Aquella mañana, sin embargo, el frío le calaba a Fyorn hasta lo más profundo del alma. Seigon había llegado con vida y los sanadores se habían hecho cargo de él, pero de eso hacía ya más de una hora y nadie había vuelto a informarle de su estado.
Se detuvo frente a uno de los pequeños ventanales que picoteaban la pared y observó un cielo plomizo y amenazante. La nieve pronto volvería a hacer acto de presencia. Suspiró, mientras se frotaba las manos y se cuadró cuando lo vio aparecer. El Albor, como todos lo llamaban, no tomaba ya parte activa en las batallas de la Inmortia, debido a su avanzada edad, pero al margen de eso, todo en él resultaba imponente aún. Él seguía siendo aquel que ordenaba y decidía, pues su liderazgo al frente de aquel batallón había sido el más glorioso que recordaban. Su opinión seguía valiendo su peso en oro. Tanto que ni siquiera el hijo del difunto rey Sarkan se había atrevido a reclamar un gobierno que Íveron ostentaba pese a no ocupar el trono.
El hombre avanzó despacio con el rostro tatuado en una expresión de serena ira. Sus cabellos plateados caracoleaban sobre sus hombros, y una espesa barba cana circundaba unos labios finos y apretados. Había perdido un ojo en su juventud y cojeaba ligeramente, pero su presencia prendía una inquietud en Fyorn de la que, estaba seguro, nunca lograría desprenderse. A su lado caminaba Einar, hijo legítimo del rey Sarkan y heredero al trono de Lungeon. Era algo mayor que Fyorn, de cabello claro y ojos grises. Ancho de hombros y una mirada tan fría que podría congelar los bloques de hielo que se creaban en el mar de Spéculos. Fyorn pensaba que aquel joven lo tenía todo para reclamar el trono, excepto la insensatez de desafiar a Íveron.
—¿Qué ha pasado? —preguntó este con voz grave y profunda.
—Buscábamos a la bruja, mi señor —respondió Fyorn, tratando de concederle una firmeza a su voz que distaba mucho de sentir.
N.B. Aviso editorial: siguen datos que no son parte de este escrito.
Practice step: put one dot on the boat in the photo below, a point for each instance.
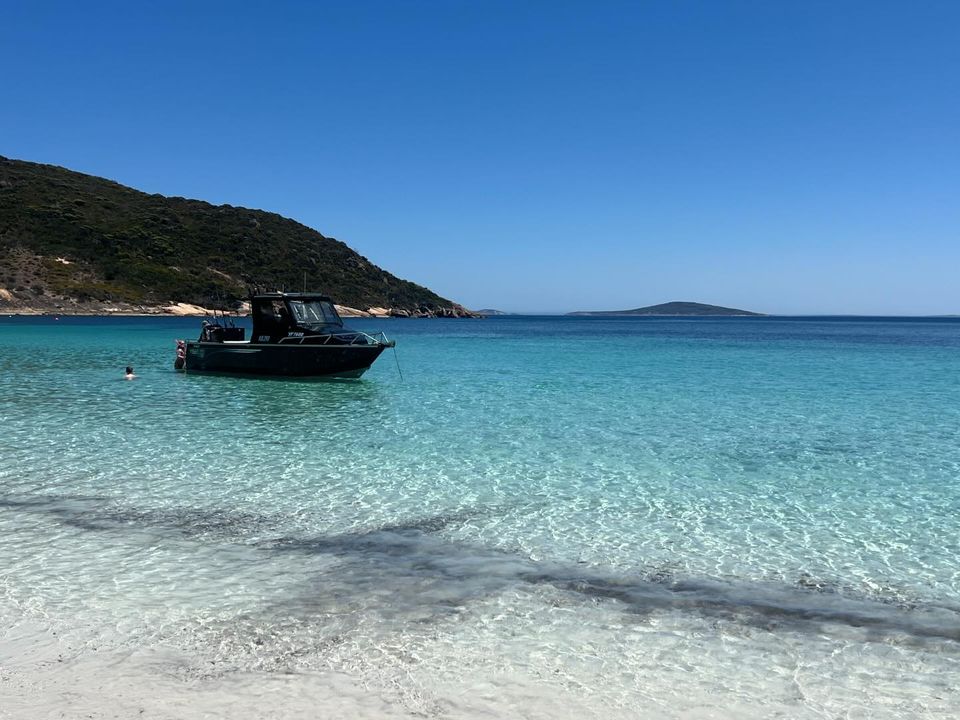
(297, 335)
Aquel hombre lo había llevado hasta los más infernales castigos sufridos y aunque se detestase a sí mismo por comportarse como un crío asustado ante él, no podía evitarlo—. Parecía que se hubiera esfumado, pero de pronto apareció y la perseguimos. Se internó en Achas.
—¿Y vosotros?
—La seguí y cuando me di cuenta estaba en tierras oscuras. Pude haber reculado, apenas había cruzado la frontera, pero la tenía a mi alcance y... me adentré. Nos rodearon. Seigon llegó hasta allí y peleamos. Acabamos con todos.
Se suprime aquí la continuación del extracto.